The half-space Gaussian integral is given :
$$\int_{0}^\infty \exp(-ax^2)dx = \frac{1}2 \sqrt{\frac{\pi}{a}}$$
I have to calculate
$$\int_{0}^\infty \exp \left(-ax^2 - \frac{b}{x^2} \right)dx$$
a and b are real and positive
Is someone have an idea ? :)
Thanks for your answers
Mathieu
Note that in THIS ANSWER, I presented a solution to a more general version of the integral of interest herein.
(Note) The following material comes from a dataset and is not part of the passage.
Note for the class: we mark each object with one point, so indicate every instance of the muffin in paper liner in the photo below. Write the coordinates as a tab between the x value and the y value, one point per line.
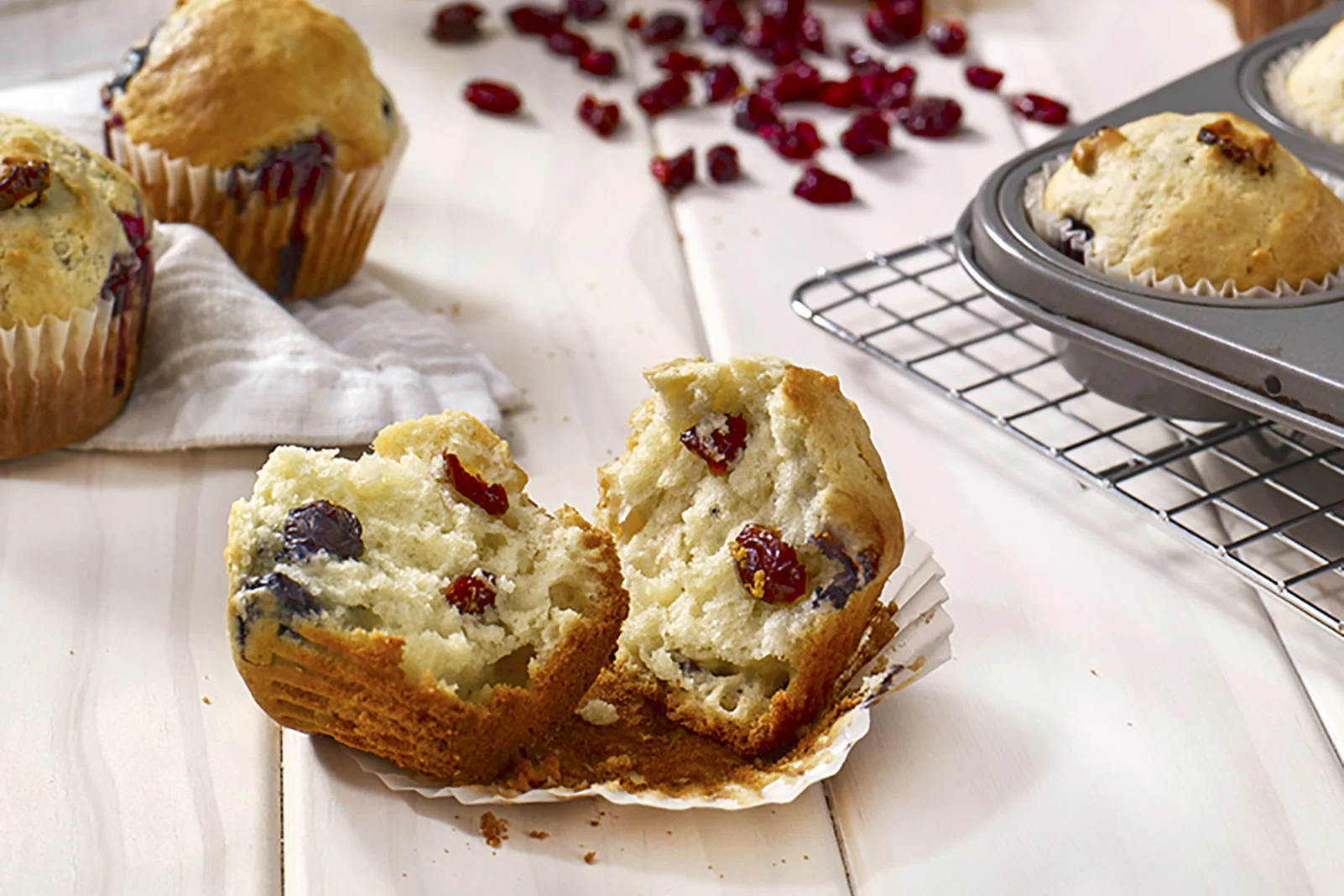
1077	243
289	247
921	643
Let $I(a,b)$ be the integral given by
for $a>0$ and $b>0$.
$$I(a,b)=\int_0^\infty e^{-\left(ax^2+\frac{b}{x^2}\right)}\,dx \tag 1$$
Enforcing the substitution $x\to \sqrt[4]{b/a}x$ into $(1)$ reveals
$$\begin{align} I(a,b)&=\sqrt[4]{\frac{b}{a}}\int_0^\infty e^{-\sqrt{ab}\left(x^2+\frac{1}{x^2}\right)}\,dx \tag 2 \end{align}$$
Next, noting that $x^2+\frac{1}{x^2}=\left(x-\frac1x\right)^2+2$, we can write $(2)$ as
$$\begin{align} I(a,b)&=\sqrt[4]{\frac{b}{a}}e^{-2\sqrt{ab}}\int_0^\infty e^{-\sqrt{ab}\left(x-\frac{1}{x}\right)^2}\,dx\tag 3 \end{align}$$
Enforcing the substitution $x\to 1/x$ in $(3)$ yields
$$I(a,b)=\sqrt[4]{\frac{b}{a}} e^{-2\sqrt{ab}}\int_0^\infty e^{-\sqrt{ab}\left(x-\frac{1}{x}\right)^2}\,\frac{1}{x^2}\,dx\tag4$$
Adding $(3)$ and $(4)$, we obtain
$$\begin{align} I(a,b)&=\frac12\sqrt[4]{\frac{b}{a}} e^{-2\sqrt{ab}}\int_{-\infty}^\infty e^{-\sqrt{ab}\left(x-\frac{1}{x}\right)^2}\,d\left(x-\frac{1}{x}\right)\\\\ &=\frac12\sqrt[4]{\frac{b}{a}} e^{-2\sqrt{ab}}\int_{-\infty}^\infty e^{-\sqrt{ab}\,x^2}\,dx\\\\ &=\frac1{2\sqrt a} e^{-2\sqrt{ab}}\int_{-\infty}^\infty e^{-x^2}\,dx\\\\ &=\bbox[5px,border:2px solid #C0A000]{\frac{\sqrt{\pi}}{2\sqrt a}e^{-2\sqrt{ab}}} \end{align}$$
$$\exp \left(-ax^2 - \frac{b}{x^2} \right)$$ $$ = \exp \left( -ax^2\right)*\exp \left( -\frac{b}{x^2} \right)$$ $$=\exp \left( -ax^2\right)*\exp \left( -\frac{b*x^2}{x^4} \right)$$ $$=\exp \left( -ax^2\right)*\exp \left( -bx^2\right)*\exp \left( -\frac{1}{x^4} \right)$$
Now something with partial integration?